Der deutsche Aktienmarkt hat am Donnerstag nach dem nächsten großen Zinsschritt der Europäischen Zentralbank (EZB) deutlich zugelegt. Zunächst machte die Erhöhung die Anleger nervös und ließ den Dax ins Minus drehen.
Die Hoffnung auf eine künftig weniger rigide Geldpolitik trieb den Leitindex aber letztlich 1,57 Prozent höher auf 14.967,10 Punkte, womit er zumindest einen Teil seiner deutlichen Vortagesverluste wieder wettmachen konnte. Für den MDax der mittelgroßen Unternehmen ging es um 0,94 Prozent auf 27.043,77 Punkte nach oben.
Die EZB hatte den Leitzins erneut um 0,5 Prozentpunkte erhöht – trotz der Unsicherheit im Bankensektor nach dem Kollaps mehrerer kleinerer US-Banken und Sorgen um die Schweizer Großbank Credit Suisse. «Das drückt berechtigtes Vertrauen in die Solidität des europäischen Bankensystems aus», kommentierte Ulrich Kater, Chefvolkswirt der Dekabank.

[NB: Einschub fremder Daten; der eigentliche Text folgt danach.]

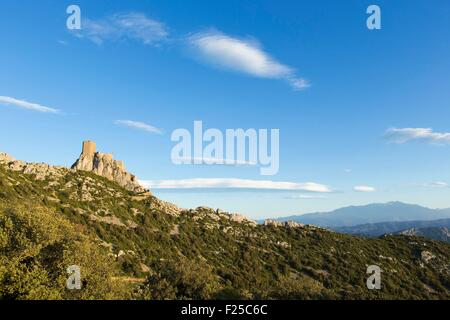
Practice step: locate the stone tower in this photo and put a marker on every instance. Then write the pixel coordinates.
(104, 165)
(89, 148)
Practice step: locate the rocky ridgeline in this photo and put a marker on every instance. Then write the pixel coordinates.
(104, 165)
(40, 170)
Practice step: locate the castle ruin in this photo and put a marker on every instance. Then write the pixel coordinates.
(104, 165)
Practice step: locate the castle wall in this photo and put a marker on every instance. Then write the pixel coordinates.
(89, 148)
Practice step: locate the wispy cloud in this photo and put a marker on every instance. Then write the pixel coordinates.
(135, 26)
(219, 161)
(364, 189)
(305, 197)
(235, 184)
(26, 105)
(244, 56)
(138, 125)
(404, 135)
(437, 184)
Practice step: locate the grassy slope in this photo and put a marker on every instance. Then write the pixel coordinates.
(239, 260)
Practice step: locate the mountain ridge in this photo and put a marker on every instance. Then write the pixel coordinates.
(135, 246)
(371, 213)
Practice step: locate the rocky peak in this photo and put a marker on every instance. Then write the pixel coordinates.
(104, 165)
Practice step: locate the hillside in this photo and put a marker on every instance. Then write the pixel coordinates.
(437, 233)
(372, 213)
(134, 246)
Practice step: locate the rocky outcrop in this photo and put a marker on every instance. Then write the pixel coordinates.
(241, 219)
(40, 170)
(104, 165)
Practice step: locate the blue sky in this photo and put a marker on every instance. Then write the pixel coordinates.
(362, 112)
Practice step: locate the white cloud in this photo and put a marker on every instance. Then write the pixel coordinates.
(26, 105)
(364, 189)
(404, 135)
(305, 197)
(138, 125)
(235, 184)
(244, 56)
(437, 184)
(134, 26)
(220, 161)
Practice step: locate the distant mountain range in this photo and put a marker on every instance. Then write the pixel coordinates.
(371, 214)
(436, 233)
(434, 229)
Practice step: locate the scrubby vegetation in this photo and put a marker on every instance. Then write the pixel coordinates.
(130, 247)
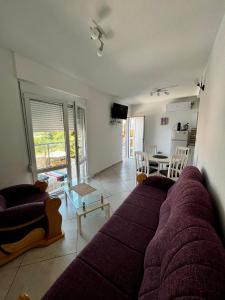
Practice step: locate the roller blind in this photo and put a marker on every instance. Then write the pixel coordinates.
(46, 117)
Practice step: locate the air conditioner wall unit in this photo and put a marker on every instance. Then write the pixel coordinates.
(179, 106)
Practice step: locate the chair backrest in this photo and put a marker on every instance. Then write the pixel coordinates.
(183, 151)
(175, 166)
(152, 149)
(141, 160)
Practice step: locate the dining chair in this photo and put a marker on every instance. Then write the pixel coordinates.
(183, 151)
(175, 167)
(142, 163)
(152, 150)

Die EZB habe sich nicht von ihrem angekündigten Zinskurs abbringen lassen.
Analyst Ulrich Wortberg von der Landesbank Hessen-Thüringen verwies jedoch darauf, dass die EZB sich in ihrem begleitenden Statement nicht auf weitere Zinserhöhungen festgelegt habe: «Alles in allem hat es den Anschein, dass die Währungshüter sich eher in Zurückhaltung üben könnten und das Zinstempo reduzieren.» Nach der EZB entscheidet die US-Notenbank Fed am 22. März das nächste Mal über die Zinshöhe.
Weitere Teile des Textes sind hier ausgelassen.